All but five states and the District of Columbia ban same-sex marriage, and the San Francisco jurist’s ruling made only an oblique mention that California was part of the national majority on the marriage question, Amar said.
By contrast, Kennedy’s previous gay rights rulings overturned laws that already had become “outliers,” Amar said. Virtually no states still enforced criminal sodomy laws at the time Kennedy invalidated Texas’ statute, for example.
Jon W. Davidson, legal director of Lambda Legal, a civil rights organization focused on sexual orientation law, agreed that Walker’s factual findings would carry less weight than the kind of straightforward, so-called “whodunit” facts that higher courts let trial judges determine.
But the evidence cited by Walker will “make it harder for higher courts to make the kind of faulty assumptions and speculations that have appeared in other appeals court rulings,” such as the argument that children fare better with opposite-sex parents and that sexual orientation, unlike race, can be changed, Davidson said.
Still, Davidson said he was far from confident that Walker’s sweeping decision would win five votes on the high court.
After ruling Wednesday, Walker signed another order that put his decision on hold until he decides whether same-sex marriages should be permitted pending appeals. Written arguments on that question are due Friday.
Legal analysts said Walker could issue a stay to postpone the effect of his ruling until the 9th Circuit, the intermediate court that will review the case, has time to decide whether the decision should be placed on hold.
“The less chaos and panic created around this opinion, the better as a political matter and matter of appellate review, “ said Douglas NeJaime, a professor of family and sexual orientation law at Loyola Law School.
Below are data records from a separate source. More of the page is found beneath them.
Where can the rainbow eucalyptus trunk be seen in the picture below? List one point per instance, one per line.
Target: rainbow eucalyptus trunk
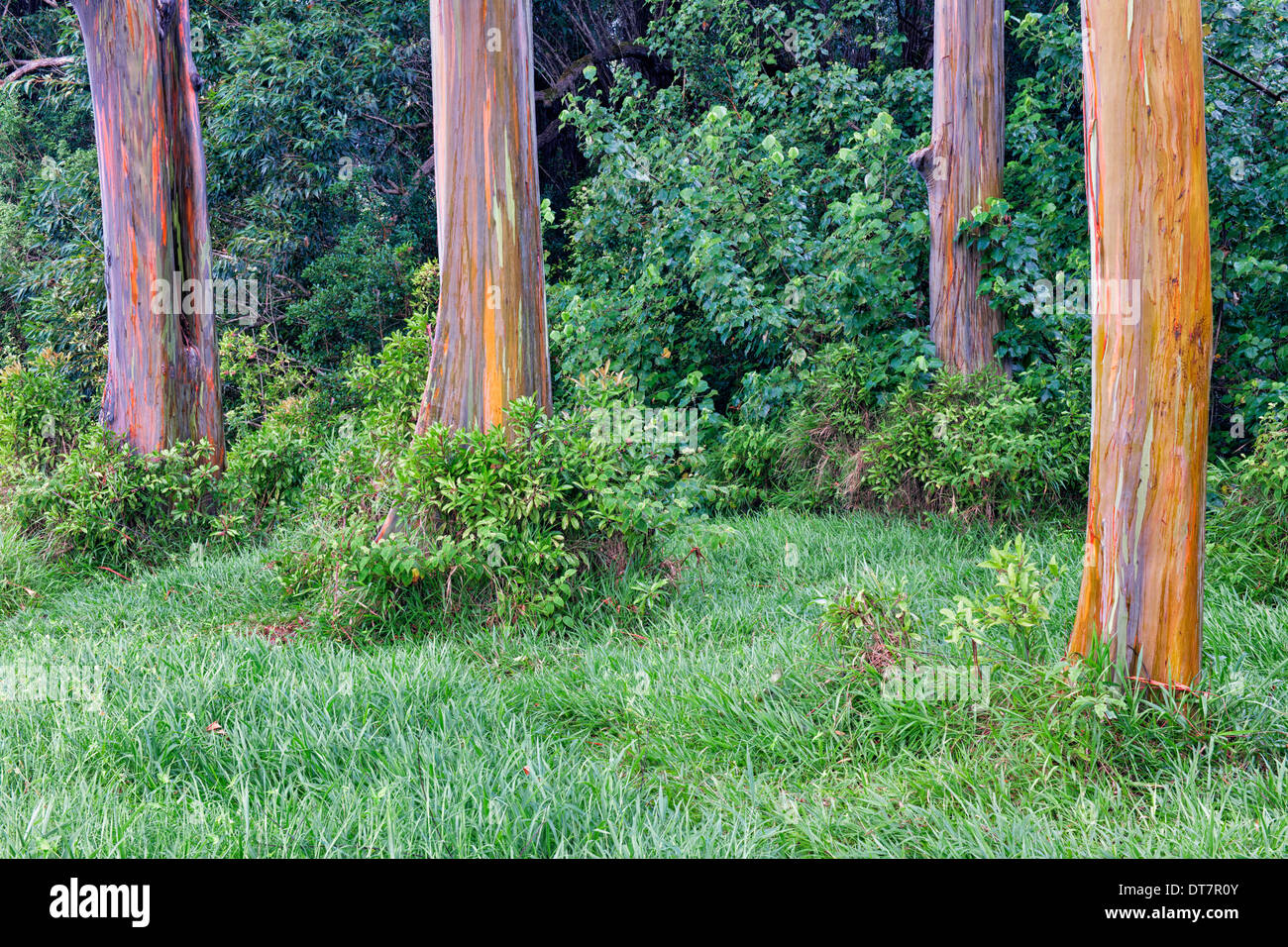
(962, 169)
(489, 339)
(162, 375)
(1151, 337)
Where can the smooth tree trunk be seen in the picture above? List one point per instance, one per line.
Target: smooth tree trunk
(962, 169)
(489, 343)
(162, 375)
(1151, 337)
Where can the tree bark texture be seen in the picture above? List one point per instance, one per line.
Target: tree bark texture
(1151, 337)
(162, 377)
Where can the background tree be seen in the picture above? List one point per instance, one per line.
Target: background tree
(162, 373)
(489, 341)
(1151, 338)
(962, 169)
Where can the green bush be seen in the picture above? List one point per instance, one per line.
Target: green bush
(110, 505)
(503, 526)
(267, 471)
(40, 412)
(973, 446)
(1247, 522)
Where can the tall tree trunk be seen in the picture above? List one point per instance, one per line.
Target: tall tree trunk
(162, 375)
(962, 169)
(489, 339)
(1151, 337)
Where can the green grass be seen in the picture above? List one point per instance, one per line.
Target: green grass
(719, 725)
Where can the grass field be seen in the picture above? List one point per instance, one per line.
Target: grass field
(724, 724)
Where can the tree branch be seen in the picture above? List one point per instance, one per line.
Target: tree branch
(33, 64)
(1263, 89)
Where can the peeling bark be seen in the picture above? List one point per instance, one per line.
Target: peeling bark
(962, 169)
(1151, 357)
(489, 343)
(162, 377)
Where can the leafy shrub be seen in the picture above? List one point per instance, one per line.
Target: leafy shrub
(110, 505)
(267, 471)
(257, 376)
(969, 445)
(1248, 514)
(509, 526)
(871, 624)
(1017, 608)
(40, 412)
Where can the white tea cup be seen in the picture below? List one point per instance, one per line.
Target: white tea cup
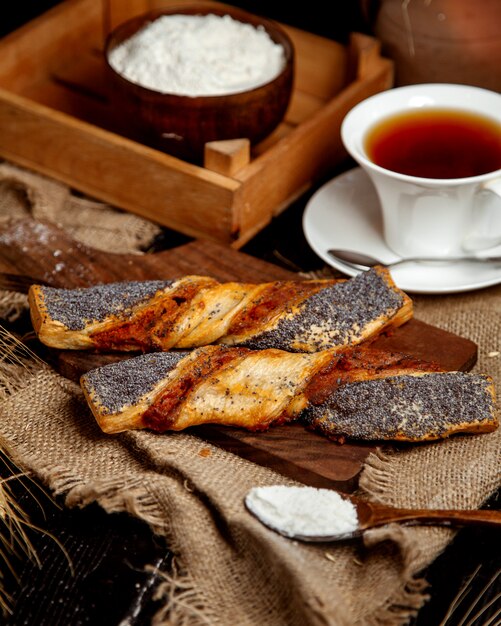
(427, 215)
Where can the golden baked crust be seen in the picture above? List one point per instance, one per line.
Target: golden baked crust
(214, 384)
(298, 316)
(396, 400)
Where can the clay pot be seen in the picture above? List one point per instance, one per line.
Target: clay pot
(456, 41)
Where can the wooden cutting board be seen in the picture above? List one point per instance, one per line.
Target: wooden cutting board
(48, 254)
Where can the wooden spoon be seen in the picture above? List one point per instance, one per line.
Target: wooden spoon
(276, 507)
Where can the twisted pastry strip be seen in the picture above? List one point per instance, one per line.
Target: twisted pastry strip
(392, 397)
(297, 316)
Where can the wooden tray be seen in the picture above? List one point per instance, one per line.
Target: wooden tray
(290, 449)
(55, 118)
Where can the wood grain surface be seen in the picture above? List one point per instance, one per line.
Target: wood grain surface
(28, 247)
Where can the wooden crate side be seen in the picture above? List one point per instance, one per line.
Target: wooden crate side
(304, 156)
(184, 197)
(321, 64)
(28, 53)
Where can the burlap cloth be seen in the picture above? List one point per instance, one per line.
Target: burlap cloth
(228, 568)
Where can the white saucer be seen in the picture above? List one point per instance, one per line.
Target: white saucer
(344, 213)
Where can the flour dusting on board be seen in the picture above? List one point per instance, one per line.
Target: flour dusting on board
(198, 55)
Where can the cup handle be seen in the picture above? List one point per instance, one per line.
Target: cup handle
(479, 242)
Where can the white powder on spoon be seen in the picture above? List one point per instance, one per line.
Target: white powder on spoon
(303, 511)
(196, 55)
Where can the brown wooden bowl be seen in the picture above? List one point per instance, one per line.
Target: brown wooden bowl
(181, 125)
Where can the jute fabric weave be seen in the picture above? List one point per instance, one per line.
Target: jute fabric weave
(228, 568)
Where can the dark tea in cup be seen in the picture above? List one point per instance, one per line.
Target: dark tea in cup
(433, 154)
(436, 143)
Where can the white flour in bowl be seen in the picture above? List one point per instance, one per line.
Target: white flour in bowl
(303, 511)
(197, 55)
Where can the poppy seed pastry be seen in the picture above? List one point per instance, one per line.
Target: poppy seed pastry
(393, 398)
(194, 311)
(413, 406)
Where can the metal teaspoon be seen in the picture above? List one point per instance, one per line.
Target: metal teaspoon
(371, 515)
(359, 260)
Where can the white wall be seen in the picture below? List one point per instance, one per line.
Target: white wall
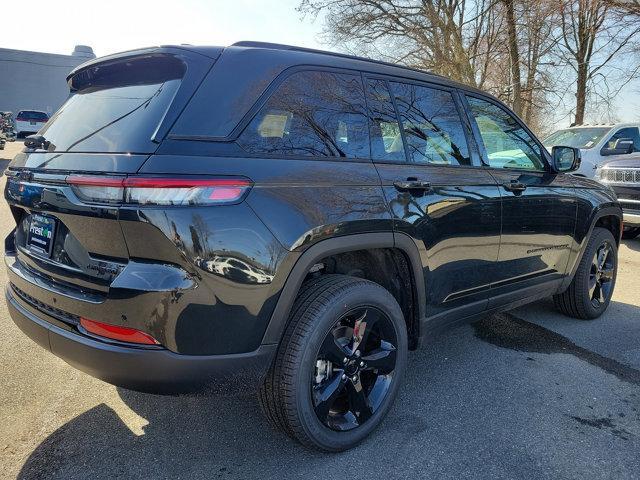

“That is, he might not want to invite the 9th Circuit and the Supreme Court [through Justice Kennedy] to deal with this case in the form of an immediate stay issue, and instead might benefit from allowing the case to work its way through the appellate process without creating new realities on the ground in the meantime.”
Joan Heifetz Hollinger, a UC Berkeley law school lecturer and coauthor of a friend-of-the-court brief supporting gay marriage rights, observed that Walker was “adamant” in his ruling that “ Proposition 8 should be gone.”
“But, on other side, he’s already been sort of slapped on the wrist by having his desire to broadcast the proceedings overruled,” she said.
Just as the Proposition 8 trial was starting, the high court ruled 5 to 4 to overturn a decision by Walker to permit broadcast of the trial to other courthouses in the West. Walker also had hoped to put some of the testimony on the court’s website for public viewing.
UC Irvine Law School Dean Erwin Chemerinsky said the practical impact of allowing more gay weddings in California may affect whether Walker and higher courts permit Wednesday’s ruling to go into effect during time-consuming appeals.
“The longer same-sex marriage occurs in California — the more gay and lesbian couples that are married — the harder it will be ultimately to reverse Walker and uphold Proposition 8,” the constitutional law professor said.